For former presidents, it is easy to say ‘let’s have a debate’ on a topic that they cannot do anything about,” says Daniel Mejia, who runs a drug policy research center at the University of los Andes in Bogotá. “But having sitting presidents [say that] is a completely new thing that we’ve seen during the past five years.”
While legalization is the buzz word that always draws media attention – and virulent US protests – Latin America is leading the way today in considering a whole range of alternative policy options. It is beginning to focus on drug use as a public health issue, and not a crime, through judicial rulings and legislation, following in the footsteps of Western Europe in the past two decades. Several countries have already introduced decriminalization of possession of small amounts of drugs, mainly marijuana, and are proposing lighter sentences for minor trafficking offenses.
In Argentina, for instance, the Supreme Court ruled in 2009 that it is unconstitutional to punish someone for possessing drugs for personal consumption. Mexico decriminalized personal use that same year, although only for minute quantities.
Colombia’s Constitutional Court in June upheld an earlier law that decriminalized personal consumption of marijuana and cocaine, while lawmakers in Brazil are debating whether to make possessing small quantities a noncriminal offense as well.
The moves mark a swing back from harsher sentences and an escalation of the war on drugs that have been a hallmark of US influence in the region since the 1980s, according to Martin Jelsma, a drug policy expert at the Transnational Institute in the Netherlands.
Bolivia’s changes have been dramatic in their own way. On a recent morning, the Chapare, a New Hampshire-size province in the middle of the country, lies under a heavy mist.
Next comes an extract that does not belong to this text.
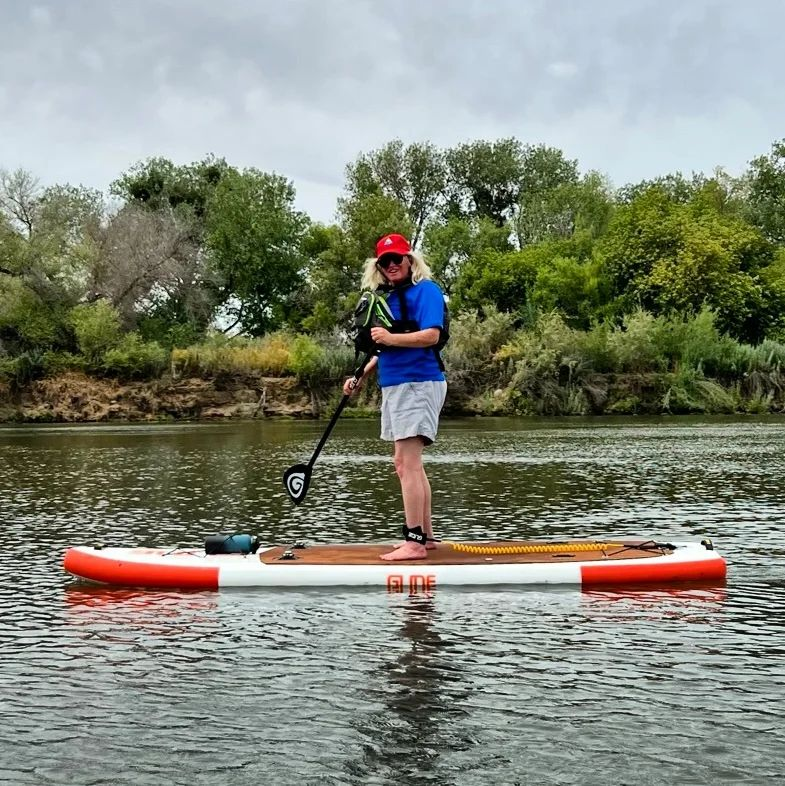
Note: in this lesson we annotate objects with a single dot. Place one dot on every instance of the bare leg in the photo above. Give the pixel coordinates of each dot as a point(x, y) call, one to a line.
point(416, 493)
Wooden houses propped up on stilts sit among plots of banana trees.
Women in bright velvet skirts and brimmed hats, characteristic of the area’s Quechua Indians, shop at local markets. Chickens scour dirt yards and dogs wander the roads. It’s a peaceful tableau.
Yet the quietude has only come here recently, residents say. Rosa Montaño, who migrated to the Chapare as a young woman, still farms her legally allotted coca field, called a cato, which helps her maintain her home, a small unpainted wooden room. She lives there with her daughter, Irma Cornejo, who grew up in the height of the coca grower conflict, and her grandchildren. Both say dramatic changes have occurred since Bolivian rural police units, backed by the US, stopped coming in and forcing the eradication of coca.
“They brought my brother here and beat him,” Ms. Cornejo says. “Now that doesn’t happen…. It’s calmer now. The kids don’t see those beatings that I’ve seen; and the abuse, it isn’t here anymore.”
Under the current system, the responsibility for inspecting the size of the coca crops lies with the coca-growing unions and a government-monitoring body. It includes satellite surveillance. The Bolivians are backed in the program, called “social control,” with funding from the European Union.